The Lottery Class begins the Structure by maintaining which Histories are loaded. This object will push through each History, and can cause each History to calculate statistical data or run prediction tests, or run an actual prediction with results. A lottery’s History consists of the Drawing machines themselves

Multiple Stacks can be assigned to each Machine, thus allowing multiple prediction methods and results. Each Stack is responsible for maintaining the Groups of Filters

Multiple Groups can be assigned to each Stack, thus making Series filtering possible. The beginning Group starts the processing, eliminates balls, and passes its results on to the next Group in the Stack. Processing continues until the last Group is processed. Then the final exclusion set is obtained, yielding the actual prediction set.

The Filter maintains the general settings for the drawings that will be fed into a Processor Group. Once a Processor is added, it maintains it’s own settings thus allowing independent configuration of Processors. The Filter will pass the drawing history (or a pointer to it), the actual Score () array and any settings that the Processor needs in order to run correctly before running the Processor. The Cycle will be when the filter is on, and when the filter is off.

The Processors () is a collection of the independent Processors that can be run on a drawing history. A Processor must be designed with two major functions in mind. On the initial run, it muse calculate the entire set of data based upon the input settings. Each successive pass (or shift) of the data will require a much faster routine to account for the drawing being added, and the drawing being dropped. This dual mode programming allows for faster processing during the Hunting phase.

The Triggers() is a collection of functions that look for particular events in the drawing history.

The History Class will pass the Drawings Class downstream. This Drawings class is a collection of the Drawing Class. Both of these classes already exist, and will not need to be programmed again. Thus, when a Stack is added to the History, the Stack will then have a reference to the Drawings collection. It the can pass the object on down the line to the Group, etc. This passing of the object would continue all the way to the Processor. Thus ensuring the Processor has access to the Drawings that it must process.

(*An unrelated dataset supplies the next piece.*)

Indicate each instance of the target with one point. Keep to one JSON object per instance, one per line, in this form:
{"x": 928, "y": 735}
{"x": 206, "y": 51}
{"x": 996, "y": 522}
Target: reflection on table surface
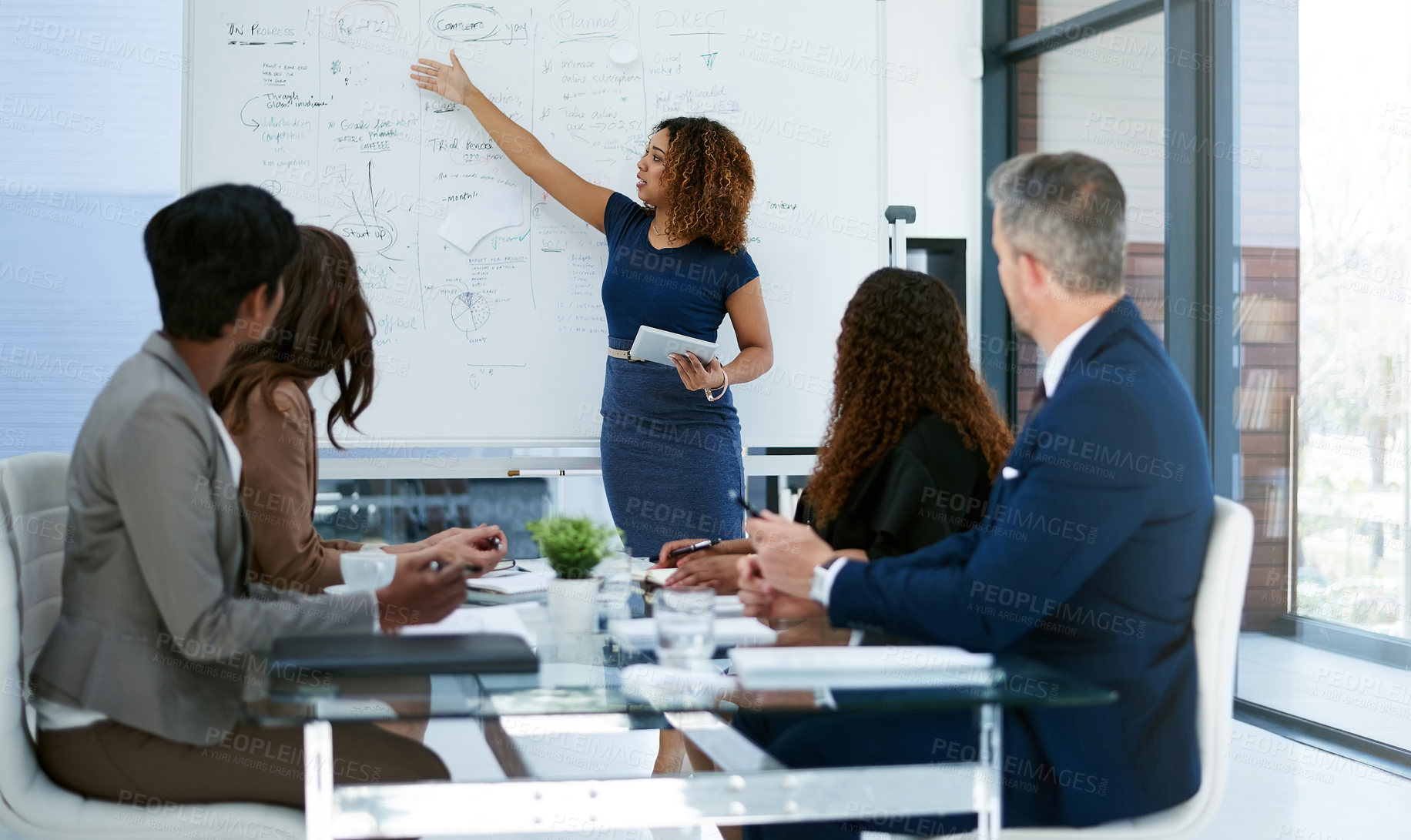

Parallel Filters will have their final outputs combined before exiting the group, then the group’s total will be passed through the Selection Process. So in this case the Exclude () array belongs to the Selection class of the Group. Also, the Selection methods and properties belong to the Group Class.

A Selections class would be an ideal item to contain the array of selection methods. This way it is not very hard to implement any new selection methods. The user simply would have to add a new class, name it, and add it to the Selections class properly. It would be a collection of methods hidden behind a class object. In this way the Selection method object could be returned from the collection, instead of being explicitly called by the Group class. Also, by having a key associated with the Selection method, a more robust saving method could be used to save the Stack structure to a file for later loading.